Kapitel fünf wendet sich erneut einer sozialwissenschaftlichen Perspektive zu. Untersucht werden die konkreten Kontrollräume und die daraus sich ergebende Praxis der Videoüberwachung. Der Autor verlässt sich dabei nicht nur auf bekannte Fallbeispiele, sondern seine Ausführungen sind mit einem Wissen gespeist, das er selbst an einer Stelle als „foot patrol knowledge“ bezeichnet: „Foot patrol knowledge – das ist ein Wissen, das nicht den distanzierten Augen, sondern der Arbeit der gehenden Füße, dem erforschenden Kontakt mit der Welt entspringt. Ein Wissen, das sich mitten unter die Dinge begibt und nicht darüber schwebt“ (Ebd., 160). Dieses für die Wirksamkeit einer Kriminalistik vor Ort beschriebene Wissen lässt sich gleichsam im übertragenen Sinne als Leitsatz des gesamten Buches verstehen, das seinen Gegenstand nicht aus einer Distanzperspektive zur Schablone formt, sondern Vorortkenntnisse aus den unterschiedlichen Gebieten einbringt in eine sehr facettenreiche Gesamtschau.

Kapitel sechs wendet sich nun den Bildern der Überwachung zu. Untersucht wird zunächst die Repräsentation der Überwachungsapparate im Sinne einer Ikonografie. Dabei wird deutlich, dass die Erwartungen an die technischen Apparate in fast allen Darstellungen mit Vorstellungsbildern vom Auge Gottes verknüpft sind. Dieser kulturtheoretische Ausgangspunkt wird an sehr profanen Beispielen der Beschilderung der Kameras in der Alltagskultur (im Stadtraum und in Institutionen) anschaulich nachgezeichnet. Auch hier zeigt sich wieder, wie der Autor „foot patrol knowledge“ mit Theoriearbeit verbindet.

Kapitel sieben untersucht die Bilder der Überwachung in der Populärkultur, d.h. in Werbung, Architektur, Comic, Fernsehen, Kino und Pressefotografie. Ausgangspunkt der Überlegungen ist hierbei die Feststellung, dass die Videoüberwachung ein Mythos im Sinne von Barthes ist: „Ist das, was Überwachungsbilder sichtbar machen, nicht die unverstellte Wirklichkeit, ausgestattet mit allen Merkmalen der Nicht-Inszenierung? Doch gerade dieses ‘Gesättigtsein’ mit Wirklichkeit macht sich der Mythos zunutze – er kappt den Bildbezug und lenkt ihn um […] Um Barthes zu paraphrasieren: Wir sehen nicht ‘Es-ist-so-gewesen’ sondern ‘Es-wird-überwacht’“ (Ebd., 254f). Kammerer fährt fort: Videoüberwachung ist mit Präsenz, mit glamourösem Chic, mit Unausweichlichkeit, mit Allgegenwart und Effektivität konnotiert. Aber alles dies ist ein Phantasma, das einer realen Grundlage entbehrt. Dabei widerlegt Kammerer auch die kulturpessimistischen Thesen einer Gleichsetzung von Überwachung und Unterhaltung. Stattdessen versucht er, die den Überwachungsbildern eigene Ästhetik zu beschreiben – jenseits ihrer kritischen Überschätzung als emblematisches Zeichen im Sinne des Orwell’schen Big Brother.
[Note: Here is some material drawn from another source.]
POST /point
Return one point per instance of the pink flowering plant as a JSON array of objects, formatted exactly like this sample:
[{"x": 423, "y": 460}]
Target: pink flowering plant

Im letzten Kapitel bietet der Autor einen Ausweg aus dem allgegenwärtigen Überwachungsszenario. Mithilfe ästhetischer Strategien lässt sich auch im Alltag auf Überwachungsbilder antworten im Sinne einer Gegenüberwachung. Die Beispiele dafür stammen eher von Aktivisten und weniger aus der Kunst. Mit dieser Perspektive entgeht der Autor einer vielfach anzutreffenden kunstimmanenten Reflexion von Videoüberwachung und hält jener Kunstwissenschaft und Ausstellungspragmatik (implizit) den Spiegel vor, die sich einerseits am Hype um die Videoüberwachung nährt, aber gleichzeitig ihre Überwachungs-Installationen im Museum noch einmal von den hauseigenen Kameras der Museen (unreflektiert und unkommentiert) überwachen lässt.